Fast forward to 2012 and while the stranger danger stories have greatly diminished, we appear to be having what Jeff Jarvis terms a "moral panic" about privacy on social networks. Consumer Reports' recent survey entitled, "Facebook & Your Privacy: Who Sees Your Data on the Biggest Social Network" raises some very important issues about the use of the details and data of our daily lives and how we are tracked in both the real world and across cyberspace. The Consumers Union, which publishes Consumer Reports, advocates for a national privacy law and seeks more transparency from Facebook and the other social networks.

Unfortunately, the authors have been less than transparent in how they've reached their numbers. They state that:
•39.3 million have identified a family member in their profile
•4.6 million discussed their love life on their wall
•20.4 million included their birth date and year in their profile
•2.6 million discussed their recreational use of alcohol on their wall

These figures and more are based on survey of 2,002 households of which 1,340 are active on Facebook. So a third of respondents on a survey on Facebook aren't on the social network. Next, they extrapolate from the percentages to estimate so-called national totals. Remarkably, Consumer Reports, whose tag line is "Trust Lives Here" was unwilling to release the questionnaire upon which these figures are based. Not exactly transparent.

Then there's the issue of the circumstances in which the respondents are sharing their info. "It's all about context. We don't know from these results whether the folks sharing their personal information are doing so with a tight network of friends and family or the wider world," said Amanda Lenhart, senior research specialist at the Pew Internet & American Life Project.

Indeed, it could be argued that these figures represent some good news. The fact that (an extrapolated) 2.3 million people "liked" a page regarding sexual orientation points to growing tolerance and acceptance. Or that 7.7 million demonstrated their religious affiliation by liking various church-related profiles seems like a positive thing to report. And as for the estimated 4.6 million folks who expressed their love online to another, it all depends on the critical question of context -- were these postings shared closely or with the whole wide web. The survey is silent on this.

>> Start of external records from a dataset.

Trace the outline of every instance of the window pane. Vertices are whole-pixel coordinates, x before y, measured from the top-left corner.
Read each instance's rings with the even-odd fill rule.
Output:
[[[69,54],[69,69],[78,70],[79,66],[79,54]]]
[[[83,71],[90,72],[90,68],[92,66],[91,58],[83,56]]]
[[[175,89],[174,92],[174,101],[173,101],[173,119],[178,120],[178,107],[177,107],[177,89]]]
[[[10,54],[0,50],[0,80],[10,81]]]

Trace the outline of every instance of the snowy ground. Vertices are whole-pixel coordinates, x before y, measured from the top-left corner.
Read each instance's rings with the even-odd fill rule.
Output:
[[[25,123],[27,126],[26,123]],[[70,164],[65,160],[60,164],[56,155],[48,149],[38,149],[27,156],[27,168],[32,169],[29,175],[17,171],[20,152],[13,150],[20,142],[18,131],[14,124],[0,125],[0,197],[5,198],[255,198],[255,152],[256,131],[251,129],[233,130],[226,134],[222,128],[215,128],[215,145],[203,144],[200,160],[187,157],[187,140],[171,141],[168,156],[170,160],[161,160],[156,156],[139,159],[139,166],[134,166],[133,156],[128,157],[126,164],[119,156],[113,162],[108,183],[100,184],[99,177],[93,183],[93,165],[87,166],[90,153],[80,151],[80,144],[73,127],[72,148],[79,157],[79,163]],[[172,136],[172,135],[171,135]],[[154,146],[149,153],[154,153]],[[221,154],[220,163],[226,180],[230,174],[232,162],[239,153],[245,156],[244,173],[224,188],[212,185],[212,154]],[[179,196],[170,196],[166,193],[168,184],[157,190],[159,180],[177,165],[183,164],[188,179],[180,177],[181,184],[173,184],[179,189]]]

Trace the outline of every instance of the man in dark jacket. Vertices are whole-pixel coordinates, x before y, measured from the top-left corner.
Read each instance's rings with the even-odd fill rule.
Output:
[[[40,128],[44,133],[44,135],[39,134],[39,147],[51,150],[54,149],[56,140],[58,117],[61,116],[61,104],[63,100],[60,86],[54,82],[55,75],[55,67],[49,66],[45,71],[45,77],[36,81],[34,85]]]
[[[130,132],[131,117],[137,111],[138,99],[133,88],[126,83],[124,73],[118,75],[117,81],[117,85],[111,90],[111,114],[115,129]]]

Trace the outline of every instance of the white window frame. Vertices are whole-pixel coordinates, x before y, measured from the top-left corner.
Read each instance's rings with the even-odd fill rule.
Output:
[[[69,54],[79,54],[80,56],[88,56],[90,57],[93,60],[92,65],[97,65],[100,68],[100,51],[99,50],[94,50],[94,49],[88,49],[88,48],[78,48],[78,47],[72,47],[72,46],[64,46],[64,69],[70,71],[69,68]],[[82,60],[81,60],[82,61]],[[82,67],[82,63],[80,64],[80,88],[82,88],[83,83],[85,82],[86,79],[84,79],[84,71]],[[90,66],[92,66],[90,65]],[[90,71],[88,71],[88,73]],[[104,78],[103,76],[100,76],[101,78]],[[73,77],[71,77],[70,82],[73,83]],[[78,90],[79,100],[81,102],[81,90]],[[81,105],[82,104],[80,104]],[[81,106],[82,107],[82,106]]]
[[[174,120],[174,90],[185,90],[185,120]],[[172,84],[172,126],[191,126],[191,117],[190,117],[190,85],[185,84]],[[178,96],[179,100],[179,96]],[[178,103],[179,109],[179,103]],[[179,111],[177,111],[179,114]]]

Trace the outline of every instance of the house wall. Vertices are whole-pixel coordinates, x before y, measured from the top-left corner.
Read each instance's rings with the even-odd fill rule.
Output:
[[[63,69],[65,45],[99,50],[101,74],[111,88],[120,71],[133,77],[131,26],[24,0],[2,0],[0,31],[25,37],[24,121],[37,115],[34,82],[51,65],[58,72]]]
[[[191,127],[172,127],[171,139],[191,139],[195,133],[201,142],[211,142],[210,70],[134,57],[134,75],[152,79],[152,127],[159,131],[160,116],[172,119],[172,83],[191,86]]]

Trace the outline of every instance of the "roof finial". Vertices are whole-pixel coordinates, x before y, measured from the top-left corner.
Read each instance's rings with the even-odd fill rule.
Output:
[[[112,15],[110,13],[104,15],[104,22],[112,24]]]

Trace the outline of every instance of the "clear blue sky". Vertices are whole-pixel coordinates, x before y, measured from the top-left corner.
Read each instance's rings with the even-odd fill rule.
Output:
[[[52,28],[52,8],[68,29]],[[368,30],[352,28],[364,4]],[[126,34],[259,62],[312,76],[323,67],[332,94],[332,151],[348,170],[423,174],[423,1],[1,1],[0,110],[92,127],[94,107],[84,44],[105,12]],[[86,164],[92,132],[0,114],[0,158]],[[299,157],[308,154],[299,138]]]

Our sense of privacy is certainly shifting and we must remain vigilant and critical of companies, governments and of NGOs who store large quantities of our data. But it is disappointing that a "trusted" body such as the Consumers Union, a registered 501(c) 3, charitable organization, should use opaque methods to make a point. Let's take a more reasoned and transparent approach to this critical issue rather than create this year's scare story. And let's encourage peer-reviewed, academic studies that are open for all to see to study this vitally important subject.